Ce n’est toutefois pas à la France que ces lois doivent leur impulsion. « Cette évolution vers une société inclusive trouve majoritairement son origine dans les pays nordiques et anglo-saxons, rappelle Bruno Gaurier. La vérité, c’est que la France n’a pas été tête de pont de la conception universelle. » L’idée d’une société inclusive se retrouve effectivement dès 1948 dans la Déclaration universelle des droits de l’Homme, qui établit le principe d’« égale dignité du fait de la naissance ». En 1966, le Pacte international relatif aux droits économiques, culturels et sociaux des Nations unies rappelle également l’égalité des droits pour « tous les membres de la famille humaine ». Mais la clé de ce changement de regard, qui ouvrira la porte aux lois d’inclusion, intervient en 1981, alors que les Nations unies décrètent la première année internationale des personnes handicapées, présidée par l’ex-ministre suédois des Finances Bengt Lindqvist, lui-même non voyant. « Ensuite, cela a été la décennie du handicap », se souvient Bruno Gaurier. En sont sorties ce que l’on a appelé les « 22 règles standards des Nations unies relatives à l’intégration des personnes handicapées », qui consistent en « une déclaration de principe afférente aux responsabilités des Etats, aux règles politiques en faveur des personnes handicapées », et qui « recouvrent des propositions concrètes » pour « garantir l’égalité des chances », rappelle l’inspection générale des affaires sociales dans un rapport paru en 2003.
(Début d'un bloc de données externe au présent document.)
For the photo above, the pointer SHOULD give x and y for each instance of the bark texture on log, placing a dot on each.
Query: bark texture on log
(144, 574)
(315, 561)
C’est également au niveau européen que s’est impulsé le changement de regard, notamment avec l’article 13 du traité d’Amsterdam de 1997 sur la non-discrimination, qui doit son existence à l’engagement des organisations non gouvernementales et du Forum européen des personnes handicapées, mais aussi, notamment, des présidents français et irlandais, Jacques Chirac et Mary Robinson. « Ce texte a été une partie de la contribution de l’Europe à la Convention internationale des Nations unies relative aux droits des personnes handicapées, qui s’en nourrit partiellement », observe Bruno Gaurier. Il a ensuite servi d’inspiration au traité de Nice de 2000, qui l’a élargi dans la Charte européenne des droits sociaux, et on en trouve à ce titre toujours des traces dans le traité de Lisbonne de 2005, qui reprend cette charte. Aujourd’hui encore, l’article 13 du traité de Lisbonne est donc « le nœud gordien de tout ce qui doit se faire de façon obligatoire au niveau des lois dans toute l’Europe ».

Le handicap en 8 chiffres

• On estime que 650 millions de personnes vivent avec un handicap, soit 10 % de la population mondiale.

• 90 % des enfants handicapés ne sont pas scolarisés (Unesco).

• Le taux annuel de violences à l’égard des enfants handicapés est 1,7 fois plus élevé que pour les enfants non handicapés (ONU).

• 80 % des personnes handicapées vivent dans un pays en développement (PNUD).

• 45 pays seulement ont une législation antidiscriminatoire ou qui fait spécifiquement référence aux handicapés (ONU).

• 35 % des actifs reconnus handicapés sont sans emploi en France.

• Les actifs en situation de handicap sont deux fois plus nombreux à être au chômage que dans la moyenne nationale (OCDE).

• L’espérance de vie d’une personne trisomique est passée de 9 ans en 1929 à 55 ans aujourd’hui.

Bruno Gaurier, combattant de l’inclusion

Aujourd’hui retraité, Bruno Gaurier est engagé depuis de nombreuses années dans la lutte pour l’accès aux droits des personnes handicapées. Il poursuit aujourd’hui son combat à travers plusieurs actions bénévoles, occupant les rôles d’assistant à la direction générale d’APF France handicap, de conseiller politique au sein du Conseil français des personnes handicapées pour les questions européennes (CFHE), et d’expert aux transports au Forum européen des personnes handicapées.